La faillite du système scolaire est-elle soluble dans la mixité sociale ?

Michèle COULON (*)

(*) responsable du CAREP de Reims, membre du CA de l’OZP

Quelques réflexions à propos de la réflexion entamée au sein du CA de l’OZP sur l’évolution de la situation de l’éducation prioritaire

En premier lieu, quelques observations :

1 - Les ZEP, on le sait, se sont étendues ou multipliées de façon démesurée dévoyant leurs raisons d’être originelles et les vidant petit à petit de ce qui avait fait leur spécificité et leur sens même.

2 - Malgré, ou à cause de, cette extension, de plus en plus d’écoles ou de collèges se réclament de ce dispositif. A entendre les plaintes des enseignants à propos de leurs élèves et le constat qu’ils font de leurs difficultés (les leurs, pour enseigner, et celles de leurs élèves pour s’intégrer au système scolaire), on pourrait croire que les trois quarts des écoles et établissements du territoire national pourraient être classés « ZEP ».
Force est de constater que le système scolaire se massifie mais est aussi plus exigeant que jamais. Dans les quartiers de relégation, la faillite de l’école face à des familles très populaires est manifeste et bien visible (là où les difficultés d’une population sont renforcées par le fait même de leur concentration et là où il est indispensable d’intervenir au niveau scolaire de façon forte et déterminée). Mais cette faillite existe aussi de plus en plus en dehors de ces zones.
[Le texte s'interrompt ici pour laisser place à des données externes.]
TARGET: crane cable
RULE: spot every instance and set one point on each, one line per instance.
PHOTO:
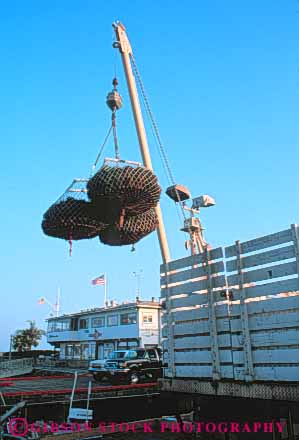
(102, 149)
(156, 131)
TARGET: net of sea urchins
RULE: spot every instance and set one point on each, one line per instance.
(71, 219)
(134, 229)
(136, 190)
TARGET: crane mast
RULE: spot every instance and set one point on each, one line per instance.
(122, 43)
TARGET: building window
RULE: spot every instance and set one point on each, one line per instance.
(69, 351)
(128, 318)
(92, 350)
(83, 323)
(84, 351)
(147, 318)
(108, 349)
(51, 326)
(112, 320)
(98, 322)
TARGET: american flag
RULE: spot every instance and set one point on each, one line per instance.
(99, 281)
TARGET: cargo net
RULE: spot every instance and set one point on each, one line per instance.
(72, 217)
(130, 190)
(132, 230)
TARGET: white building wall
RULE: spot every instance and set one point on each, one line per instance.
(149, 332)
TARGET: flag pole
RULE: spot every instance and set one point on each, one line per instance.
(105, 293)
(57, 305)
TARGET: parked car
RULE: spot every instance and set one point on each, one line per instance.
(129, 365)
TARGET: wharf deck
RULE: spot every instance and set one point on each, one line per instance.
(52, 388)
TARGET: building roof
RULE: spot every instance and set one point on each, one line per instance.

Il est certainement un peu court d’expliquer ce malaise de l’institution et de ses enseignants par le seul manque de professionnalisme ou par une gestion insuffisante de l’hétérogénéité. Le problème est plus profond que cela, il interroge la notion même de la difficulté scolaire, de son rapport avec la fracture qui se crée entre une certaine population et son école.

On peut citer le rapport de l’IGEN 2004 :
De l’étude de plusieurs centaines de cas individuels d’élèves en difficulté (difficulté qui, certes, se situe à des degrés variables, mais qui touche environ un élève sur cinq dans chacune des classes de sixième « ordinaires » des collèges visités), il ressort - comme on pouvait s’y attendre - « que les difficultés scolaires, en tant que telles, sont souvent la résultante d’autres
difficultés de nature différente, tenant notamment à l’environnement, la culture, la vie hors temps scolaire, etc., et que la corrélation des difficultés d’apprentissage proprement dit avec des difficultés d’une autre nature est réelle pour de nombreux élèves ».
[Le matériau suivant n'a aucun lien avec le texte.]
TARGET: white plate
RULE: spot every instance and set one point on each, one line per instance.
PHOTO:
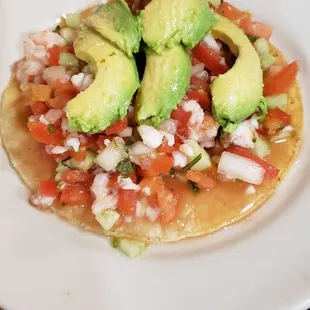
(261, 263)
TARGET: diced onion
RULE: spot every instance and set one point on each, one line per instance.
(139, 149)
(127, 132)
(152, 214)
(169, 125)
(196, 69)
(112, 155)
(238, 167)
Or, il n’est pas certain que l’école ou le collège sachent faire l’analyse de cette corrélation, analyse pourtant indispensable au choix et à la mise en oeuvre des remédiations.

Face aux incertitudes du paysage qu’ils ont observé, les auteurs du rapport en viennent à formuler une série de questions qui mettent en cause les notions mêmes d’« élève en difficulté » et de remédiation : « En définitive se pose une question majeure : les élèves désignés “en difficulté” le sont-ils vraiment ? Ces élèves de onze ans, qui arrivent tous en même temps en classe de sixième, sont-ils tous semblables ? Dans cet ensemble (une classe d’âge égale environ 700 000 élèves), n’est-il pas normal et n’est-il pas acceptable que la diversité existe et qu’un certain nombre d’élèves présente des particularités diverses qu’il est abusif de stigmatiser sous le vocable de “difficultés” ou pire d’“illettrisme” ?
Ce marquage négatif, et surtout disqualifiant, fausse d’emblée le regard et, donc, le mode d’accompagnement des élèves qui demandent, dans le système actuel, une attention particulière de la part des enseignants. Il faudrait parvenir à gommer ce qui est une forme de catégorisation, pour introduire la définition d’une démarche pédagogique obligée à l’égard de tous les élèves, et commencer par abandonner les termes de “remédiation”, de “soutien”, d’"aide” qui se réfèrent à un modèle d’apprentissage et, partant, à une démarche d’assistance thérapeutique, pour engager des actions relevant d’un parcours individualisé. »

Une dilution géographique de la pauvreté

Nous constatons que la géographie de la pauvreté est en train de changer dans certaines villes, phénomène qui va certainement s’amplifier dans les années à venir (cf plan Borloo). Les collectivités locales et l’Etat, timidement ou de façon plus volontariste selon les endroits, développent « la mixité sociale » ; on voit alors des quartiers très difficiles et ségrégatifs perdre une partie de leur population (la moins en difficulté le plus souvent) qui va être logée ailleurs. Ces quartiers se vident, sombrent parfois dans les difficultés encore plus grandes ou au contraire évoluent favorablement. La population des exclus socio-économiques et scolaires se déplace, se concentre en d’autres endroits ou se trouve diluée dans le paysage urbain.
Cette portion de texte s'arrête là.